Mais uma vez a sociedade civil do Rio de Janeiro se organiza para combater a lei dos puxadinhos. No fim do mês passado, a Federação das Associações de Moradores do Rio de Janeiro entrou com uma representação contra a Lei Complementar 281/2025 no Ministério Público do Rio de Janeiro. É a famigerada lei da Mais Valia, pela qual, em se pagando, construções irregulares podem ser legalizadas. Essa lei já foi abatida diversas vezes, seja por pressão da sociedade, seja por decisão judicial. Mas, sempre há um prefeito disposto a ressuscitar tal barbaridade. O último foi Eduardo Paes.
Crivella já o tinha feito, e sua lei foi derrubada
pela Justiça, que a considerou inconstitucional. A lei daquele prefeito ainda
inovava, criando a legalização do malfeito antes mesmo de sua execução. Era a
chamada "mais valerá", em que, ainda na fase de projeto, era possível
legalizar aquilo que contrariava os parâmetros urbanísticos. E não é que o
prefeito Eduardo Paes copiou Crivella, tanto na Mais Valia, quanto na Mais
Valerá? A fome arrecadadora desses prefeitos os leva a vender a qualidade de
vida dos cariocas e a sua paisagem.
A representação da Federação das Associações de
Moradores se baseia em aspectos da Lei dos Puxadinhos que alteram o Plano
Diretor, uma lei maior da cidade. Essa situação fere a hierarquia entre as
normas que compõem a ordem jurídica do Município. Segundo jurisprudência
estabelecida pelo Supremo Tribunal Federal, há uma hierarquia superior do Plano
Diretor em relação às demais leis municipais relativas ao uso do solo. Estas
devem estar de acordo com o Plano Diretor, não podendo alterá-lo.

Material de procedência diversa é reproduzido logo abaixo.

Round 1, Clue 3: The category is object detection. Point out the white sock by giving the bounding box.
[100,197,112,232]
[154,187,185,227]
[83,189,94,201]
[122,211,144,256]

A lei dos puxadinhos de Eduardo Paes permite, por
exemplo, a intensificação, sem limites, do uso não residencial nas zonas
Residencial Multifamiliar 1 e 2. Conquanto a mistura de usos seja interessante,
a lei permitiria a quase exclusão do uso residencial, já que deixaria de haver
limites. A lei do prefeito Paes permite ainda que se ultrapasse os limites de
gabaritos dos bairros em até dois pavimentos. Se o Plano estabeleceu
limites, como poderia uma lei inferior alterá-los?
A representação da Federação das Associações de
Moradores chama a atenção também para a possibilidade das edificações mais
baixas de uma quadra subirem suas alturas até à altura das edificações que já
são mais altas, mesmo que tais alturas não mais sejam permitidas na legislação.
Isso representaria a revogação de limitações estabelecidas posteriormente à
construção das edificações mais altas. Tal permissão poderá criar uma onda de
demolições em massa para a reconstrução de edifícios mais altos, sem atentar
para os limites ambientais e paisagísticos.
A lei dos puxadinhos ainda altera definições dos
limites das zonas urbanas estabelecidas pelo Plano Diretor, o qual só poderia
ser avaliado após cinco anos e revisto após dez anos. Essa intervenção no Plano
Diretor com leis pontuais tem sido a regra da Prefeitura do Rio de Janeiro nas
últimas administrações. Ela cria uma anarquia jurídica, já que leis inferiores
estão alterando uma lei maior. Cria também imprevisibilidade e o favorecimento de
projetos privados apadrinhados. Uma decisão favorável da Justiça ao pleito da
Federação das Associações de Moradores poderá restabelecer alguma ordem nesta
confusão que se tornou a administração municipal da Cidade do Rio de Janeiro.
Artigo publicado em 14 de agosto de 2025 no Diário do Rio.